1. What are dynasty trusts?
Most trusts — bank accounts held by one person, a trustee, for the benefit of another person or group — come with expiration dates. A few states, including Delaware and South Dakota, permit trusts to last forever. People from across the U.S. can open dynasty trusts in these states.
2. Why are they getting popular now?
The tax overhaul of 2017 doubled — to $11.2 million for an individual and $22.4 million for a married couple — the amount that can be passed to heirs without triggering estate and gift taxes. However, these higher thresholds are only in place until 2025 giving the rich a potentially limited opportunity to pass more wealth to family members tax-free while also exerting some control over how heirs spend their inheritances.
3. Why use a trust in the first place?
Trusts protect assets from creditors and former spouses. They can enable clever financial maneuvers that maximize the estate and gift-tax exemption. And trusts give donors some control over how the money is spent. For example, a donor can limit withdrawals so money can only be used for college, to purchase a home, or other specific purposes.

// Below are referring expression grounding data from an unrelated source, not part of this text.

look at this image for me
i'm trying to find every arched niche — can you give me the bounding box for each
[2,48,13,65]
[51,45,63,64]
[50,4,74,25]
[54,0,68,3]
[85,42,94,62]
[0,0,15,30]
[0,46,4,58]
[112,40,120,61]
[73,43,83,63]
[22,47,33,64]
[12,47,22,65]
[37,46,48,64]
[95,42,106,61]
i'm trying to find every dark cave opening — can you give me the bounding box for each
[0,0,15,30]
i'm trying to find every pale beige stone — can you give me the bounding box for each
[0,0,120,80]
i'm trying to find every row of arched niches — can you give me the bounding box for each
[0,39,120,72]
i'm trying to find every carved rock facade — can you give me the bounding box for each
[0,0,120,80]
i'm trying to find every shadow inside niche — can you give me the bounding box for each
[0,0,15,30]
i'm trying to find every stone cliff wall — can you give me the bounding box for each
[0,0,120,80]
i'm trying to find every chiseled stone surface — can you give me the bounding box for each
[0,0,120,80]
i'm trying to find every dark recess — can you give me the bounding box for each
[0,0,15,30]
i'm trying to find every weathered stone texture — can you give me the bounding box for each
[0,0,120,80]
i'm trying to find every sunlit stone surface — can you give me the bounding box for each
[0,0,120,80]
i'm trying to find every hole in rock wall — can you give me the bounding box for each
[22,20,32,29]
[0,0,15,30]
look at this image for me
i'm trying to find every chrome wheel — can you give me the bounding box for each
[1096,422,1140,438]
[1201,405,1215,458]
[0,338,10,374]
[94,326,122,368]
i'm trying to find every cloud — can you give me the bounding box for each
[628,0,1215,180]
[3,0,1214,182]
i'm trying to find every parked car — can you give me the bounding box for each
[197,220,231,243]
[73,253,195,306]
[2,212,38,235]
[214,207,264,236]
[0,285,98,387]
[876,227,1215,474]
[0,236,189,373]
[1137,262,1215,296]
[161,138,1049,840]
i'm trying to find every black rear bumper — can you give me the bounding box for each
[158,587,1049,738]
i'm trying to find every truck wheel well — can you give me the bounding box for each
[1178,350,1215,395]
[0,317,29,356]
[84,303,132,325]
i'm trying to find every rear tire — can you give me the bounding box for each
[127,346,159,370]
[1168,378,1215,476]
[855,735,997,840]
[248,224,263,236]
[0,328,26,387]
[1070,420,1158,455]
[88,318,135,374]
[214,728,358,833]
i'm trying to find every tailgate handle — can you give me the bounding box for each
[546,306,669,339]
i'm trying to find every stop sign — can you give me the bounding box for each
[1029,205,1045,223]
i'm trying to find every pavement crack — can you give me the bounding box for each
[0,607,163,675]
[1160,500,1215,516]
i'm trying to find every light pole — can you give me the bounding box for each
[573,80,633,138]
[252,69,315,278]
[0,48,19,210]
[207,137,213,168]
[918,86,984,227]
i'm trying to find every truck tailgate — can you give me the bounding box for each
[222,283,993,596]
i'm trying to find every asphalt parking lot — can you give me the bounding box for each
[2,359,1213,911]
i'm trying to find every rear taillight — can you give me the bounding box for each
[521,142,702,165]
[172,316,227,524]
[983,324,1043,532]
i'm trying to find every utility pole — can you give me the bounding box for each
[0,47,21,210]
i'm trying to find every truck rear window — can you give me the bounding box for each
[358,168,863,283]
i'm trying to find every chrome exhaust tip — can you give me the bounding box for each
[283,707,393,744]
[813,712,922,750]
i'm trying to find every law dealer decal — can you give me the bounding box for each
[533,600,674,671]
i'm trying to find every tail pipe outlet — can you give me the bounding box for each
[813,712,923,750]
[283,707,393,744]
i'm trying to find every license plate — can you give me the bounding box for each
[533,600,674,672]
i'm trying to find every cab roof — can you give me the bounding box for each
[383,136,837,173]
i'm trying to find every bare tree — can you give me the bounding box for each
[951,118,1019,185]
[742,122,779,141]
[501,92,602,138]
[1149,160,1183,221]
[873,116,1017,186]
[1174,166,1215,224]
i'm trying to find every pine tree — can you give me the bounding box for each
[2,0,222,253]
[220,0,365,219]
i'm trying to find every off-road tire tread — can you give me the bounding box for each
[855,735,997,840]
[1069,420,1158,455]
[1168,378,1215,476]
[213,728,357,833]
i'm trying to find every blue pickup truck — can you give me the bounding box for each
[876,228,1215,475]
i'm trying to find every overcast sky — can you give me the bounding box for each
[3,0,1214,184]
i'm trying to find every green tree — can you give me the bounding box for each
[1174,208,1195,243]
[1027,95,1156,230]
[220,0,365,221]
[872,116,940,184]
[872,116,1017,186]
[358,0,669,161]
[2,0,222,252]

4. Why choose a dynasty trust?
Under the previous estate tax limits, many wealthy Americans already had set up trusts for the benefit of their children. If you wish to make your grandchildren or great-grandchildren rich, a dynasty trust can make that easier.
5. How do they work?
They can be funded with cash, stock or other assets, and structured to pay each generation only some of the trust’s proceeds while the rest of the money grows free of estate and gift taxes. While trusts or their recipients generally need to pay taxes on income and gains, they don’t owe capital gains taxes until assets are sold. With the right planning, a trust funded up to the maximum threshold tax exemption amount could be worth far more than that.